Pinky came on home once the bald Jeeter had wailed at him over the telephone and told him how the plumber had blown into the house like Attila himself, but before Pinky could get so far as the stairwell Casper had already drawn the water off the toilet, unbolted the thing from the floor, and extracted the toothpowder tin from the neck of it; however, along about when he was resetting it over the drainhole he saw the opportunity for some active sinning and began pouring all of his resources into coveting Pinky’s brass lavatory taps which proved to be such a taxing endeavor that he lost his hold on the commode and it fell over directly atop the wooden toilet seat snapping it cleanly in two. So by the time Pinky arrived in the upstairs Casper was already holding the piece of broken toilet seat under his nose and eyeing it like maybe it had come off some antique upright creature and he couldn’t figure from just exactly what part. And Daddy said even before Pinky could haul himself into the bathroom proper and park his bulk up against the vanity or the towel rack, which Daddy said Pinky was inclined to do since he did not possess the usual lean and wiry Throckmorton frame but had constructed for himself a modified and overblown variation of it that called for buttresses and cross braces whenever they were available, and Daddy said even before Pinky could take some relief against the edge of the door on his way to the vanity or the towel rack, Casper shook the detached piece of toilet seat at him and made a noise in his throat that started out very much like articulate English but went axle deep and became snared in something Casper had to dredge up and evacuate into the toilet bowl, which was very handy though still waterless, before he could tell Pinky just what it was he wanted to tell him, which he did not get around to until he’d wiped his mouth three or four times with the back of his hand and which, even then, didn’t turn out to be anything but, “You know what?” followed by a most impressive tattoo, Daddy called it, that Casper played on the commode porcelain with the broken piece of toilet seat.

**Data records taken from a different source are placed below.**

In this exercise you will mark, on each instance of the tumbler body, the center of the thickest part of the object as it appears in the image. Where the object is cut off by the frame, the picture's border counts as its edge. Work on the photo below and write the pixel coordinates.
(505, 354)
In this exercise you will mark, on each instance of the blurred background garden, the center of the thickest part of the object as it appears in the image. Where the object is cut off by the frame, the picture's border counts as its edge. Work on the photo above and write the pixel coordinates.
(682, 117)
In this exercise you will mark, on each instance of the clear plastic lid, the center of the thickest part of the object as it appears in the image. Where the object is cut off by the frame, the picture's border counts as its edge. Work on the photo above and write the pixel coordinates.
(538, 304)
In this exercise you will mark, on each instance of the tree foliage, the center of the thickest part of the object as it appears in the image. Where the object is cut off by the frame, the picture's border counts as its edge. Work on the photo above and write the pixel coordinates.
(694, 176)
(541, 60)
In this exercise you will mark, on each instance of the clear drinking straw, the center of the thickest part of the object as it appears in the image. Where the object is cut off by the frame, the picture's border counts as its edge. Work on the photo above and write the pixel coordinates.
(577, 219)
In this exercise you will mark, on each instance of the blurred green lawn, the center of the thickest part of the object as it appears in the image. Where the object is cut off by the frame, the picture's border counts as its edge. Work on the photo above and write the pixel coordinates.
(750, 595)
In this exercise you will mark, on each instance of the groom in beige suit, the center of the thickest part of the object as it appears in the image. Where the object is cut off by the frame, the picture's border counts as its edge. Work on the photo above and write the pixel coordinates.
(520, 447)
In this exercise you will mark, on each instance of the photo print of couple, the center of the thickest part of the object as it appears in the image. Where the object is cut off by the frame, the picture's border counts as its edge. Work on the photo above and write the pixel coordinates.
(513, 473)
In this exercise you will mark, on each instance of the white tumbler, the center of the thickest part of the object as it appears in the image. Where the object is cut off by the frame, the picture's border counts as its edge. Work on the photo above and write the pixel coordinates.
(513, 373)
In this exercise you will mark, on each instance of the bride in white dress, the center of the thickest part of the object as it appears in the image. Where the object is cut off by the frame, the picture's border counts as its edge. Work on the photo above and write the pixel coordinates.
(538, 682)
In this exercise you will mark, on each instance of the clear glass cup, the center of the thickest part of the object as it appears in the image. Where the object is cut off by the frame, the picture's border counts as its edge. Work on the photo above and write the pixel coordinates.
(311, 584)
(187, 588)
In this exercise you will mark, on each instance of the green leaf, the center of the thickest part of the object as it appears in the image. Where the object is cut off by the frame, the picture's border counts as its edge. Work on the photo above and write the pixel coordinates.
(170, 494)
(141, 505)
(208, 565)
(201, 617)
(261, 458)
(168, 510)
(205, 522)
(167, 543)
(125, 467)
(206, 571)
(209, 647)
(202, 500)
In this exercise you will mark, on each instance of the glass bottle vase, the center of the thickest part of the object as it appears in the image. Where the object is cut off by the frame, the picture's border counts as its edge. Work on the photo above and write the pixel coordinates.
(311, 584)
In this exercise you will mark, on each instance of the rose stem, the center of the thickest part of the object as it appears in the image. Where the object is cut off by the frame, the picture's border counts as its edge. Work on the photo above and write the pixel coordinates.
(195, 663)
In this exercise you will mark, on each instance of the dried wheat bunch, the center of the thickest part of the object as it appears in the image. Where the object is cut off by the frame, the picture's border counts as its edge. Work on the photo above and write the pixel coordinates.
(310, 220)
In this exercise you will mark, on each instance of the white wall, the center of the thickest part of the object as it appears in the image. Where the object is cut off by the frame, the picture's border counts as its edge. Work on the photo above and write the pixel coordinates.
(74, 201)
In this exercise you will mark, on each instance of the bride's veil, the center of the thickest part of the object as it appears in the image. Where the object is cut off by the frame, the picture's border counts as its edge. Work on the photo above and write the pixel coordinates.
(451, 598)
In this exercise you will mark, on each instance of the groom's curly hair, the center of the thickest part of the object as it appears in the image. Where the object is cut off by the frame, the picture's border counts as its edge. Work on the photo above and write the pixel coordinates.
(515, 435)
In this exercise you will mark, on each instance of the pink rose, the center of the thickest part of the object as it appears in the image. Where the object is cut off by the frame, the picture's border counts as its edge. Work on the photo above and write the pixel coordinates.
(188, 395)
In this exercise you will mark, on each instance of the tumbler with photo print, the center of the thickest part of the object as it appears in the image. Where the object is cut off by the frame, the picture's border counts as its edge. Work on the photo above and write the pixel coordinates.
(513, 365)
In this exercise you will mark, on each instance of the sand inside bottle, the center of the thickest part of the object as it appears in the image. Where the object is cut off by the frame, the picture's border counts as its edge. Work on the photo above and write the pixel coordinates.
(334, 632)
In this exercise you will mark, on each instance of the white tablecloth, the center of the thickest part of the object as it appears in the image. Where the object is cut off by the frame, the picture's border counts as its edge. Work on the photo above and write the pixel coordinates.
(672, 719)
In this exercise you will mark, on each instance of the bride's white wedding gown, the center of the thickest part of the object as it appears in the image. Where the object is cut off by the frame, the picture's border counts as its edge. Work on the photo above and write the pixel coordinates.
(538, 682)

And Daddy said Pinky situated himself against the overhang of the vanity counter and crossed his arms in front of him. “What?” he said.
“Your wife’s bald,” Casper told him, “and I broke your toilet seat.” And Daddy said Casper handed the piece of wooden ring to Pinky so maybe he could see for himself it was far enough away from the hinged section on the commode not to be a part of it any longer.
And Pinky examined what piece of the seat Casper had handed to him before setting it on the counter beside him and crossing his arms again. “I know,” he said. “How’d it happen?”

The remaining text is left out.